The work is of particular importance as a witness to the late-Ming through early-Qing Tiāntái revival in the Wú region (Wúxīng, Hāngzhōu, Sūzhōu), a tradition founded by 百際昱涉 Bǎijì Yúshè (?–?) and continued by Zhìquán’s teacher 土橋新伊 Tǔqiáo Xīnyī (1580–1650) and by 文獻草 Wénxián Cǎo. This Wú Tiāntái tradition was distinct from the Tiāntáishān-based revival of Yōuxī Chuándēng (KR6d0011) and represents a parallel scholastic stream that produced substantial commentaries on the Tiāntái triple-treatise corpus. Zhìquán’s Zhèngshì is the most ambitious of these.
The original woodblocks of the Zhèngshì were lost between Zhìquán’s death (1669) and the early-Qing Tiāntái commentarial revival; the work survived only in scattered manuscript and woodblock fragments until Mǐnxī’s 1891 reprinting at the Fólǒng Zhēnjuésì made it widely available again. The Manji-zoku canon’s text is based on this 1891 reprinting.
Translations and research
- Shengyen 聖嚴. Mínmò Zhōngguó Fójiào zhī yánjiū 明末中國佛教之研究. Taipei: Dōngchū chūbǎnshè, 1987.
- Shi Hengqing 釋恆清. Fóxìng sīxiǎng 佛性思想. Taipei: Dōngdà túshū, 1997.
- Yan Yaozhong 嚴耀中. Jiāngnán Fójiào shǐ 江南佛教史. Shanghai: Shànghǎi rénmín chūbǎnshè, 2000. (For the Wú Tiāntái revival.)
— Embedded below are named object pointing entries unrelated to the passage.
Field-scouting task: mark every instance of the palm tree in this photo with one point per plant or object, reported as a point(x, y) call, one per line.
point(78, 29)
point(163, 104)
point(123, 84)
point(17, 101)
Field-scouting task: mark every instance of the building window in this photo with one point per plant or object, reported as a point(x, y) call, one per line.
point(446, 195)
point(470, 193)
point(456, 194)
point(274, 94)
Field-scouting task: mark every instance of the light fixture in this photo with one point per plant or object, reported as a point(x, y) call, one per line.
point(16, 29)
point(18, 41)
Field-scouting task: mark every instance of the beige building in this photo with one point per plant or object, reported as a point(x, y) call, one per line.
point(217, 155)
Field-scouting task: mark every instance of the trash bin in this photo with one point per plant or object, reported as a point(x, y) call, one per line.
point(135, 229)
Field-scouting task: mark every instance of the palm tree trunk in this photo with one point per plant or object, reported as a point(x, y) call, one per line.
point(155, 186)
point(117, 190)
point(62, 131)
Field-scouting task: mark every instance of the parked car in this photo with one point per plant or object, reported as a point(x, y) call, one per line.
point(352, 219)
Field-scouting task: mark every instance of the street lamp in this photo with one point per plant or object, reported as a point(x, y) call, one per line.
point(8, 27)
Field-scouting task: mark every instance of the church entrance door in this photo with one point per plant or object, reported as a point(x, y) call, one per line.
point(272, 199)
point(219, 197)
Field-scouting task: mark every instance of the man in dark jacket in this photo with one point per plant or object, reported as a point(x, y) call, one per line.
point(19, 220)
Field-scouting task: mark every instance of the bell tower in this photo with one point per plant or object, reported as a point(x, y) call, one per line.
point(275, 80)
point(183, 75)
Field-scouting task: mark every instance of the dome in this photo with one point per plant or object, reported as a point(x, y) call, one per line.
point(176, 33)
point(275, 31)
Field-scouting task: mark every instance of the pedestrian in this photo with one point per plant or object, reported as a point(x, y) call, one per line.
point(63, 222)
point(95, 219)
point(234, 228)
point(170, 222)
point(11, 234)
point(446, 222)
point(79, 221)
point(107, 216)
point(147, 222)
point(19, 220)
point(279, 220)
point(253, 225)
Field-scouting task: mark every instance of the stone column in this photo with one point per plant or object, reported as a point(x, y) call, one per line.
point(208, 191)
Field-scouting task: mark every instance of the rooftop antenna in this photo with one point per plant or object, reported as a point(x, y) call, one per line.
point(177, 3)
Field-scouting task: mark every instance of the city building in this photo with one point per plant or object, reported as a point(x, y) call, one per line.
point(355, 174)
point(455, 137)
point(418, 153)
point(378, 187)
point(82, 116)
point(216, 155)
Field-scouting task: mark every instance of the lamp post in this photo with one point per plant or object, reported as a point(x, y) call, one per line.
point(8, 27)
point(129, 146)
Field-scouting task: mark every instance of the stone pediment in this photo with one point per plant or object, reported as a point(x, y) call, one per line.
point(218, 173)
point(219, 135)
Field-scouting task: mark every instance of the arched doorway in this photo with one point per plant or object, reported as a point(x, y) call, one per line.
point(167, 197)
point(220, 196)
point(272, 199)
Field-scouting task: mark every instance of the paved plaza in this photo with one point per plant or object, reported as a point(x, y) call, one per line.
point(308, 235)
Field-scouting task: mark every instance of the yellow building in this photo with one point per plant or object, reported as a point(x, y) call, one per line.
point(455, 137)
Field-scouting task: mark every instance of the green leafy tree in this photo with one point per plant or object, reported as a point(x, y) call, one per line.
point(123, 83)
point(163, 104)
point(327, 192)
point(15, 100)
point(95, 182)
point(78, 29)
- Yang Cengwen 楊曾文. Mínqīng Fójiào tōngshǐ 明清佛教通史. Beijing: Zhōngguó shèhuì kēxué chūbǎnshè, 2018.
Other points of interest
The thirty-year delay between Mǐnxī’s solicitation in the Xiánfēng era and his eventual completion of the reprinting in 1891 — a span that overlapped with the Tàipíng rebellion’s devastation of southern monastic infrastructure — is itself a small historical document of late-Qīng monastic publishing under conditions of social and economic disruption. Mǐnxī’s preface attests that even fundamental Tiāntái texts were at risk of being lost in this period, and his completion of the project was an act of conscious preservation against the broader institutional crisis of late-Qing Buddhism.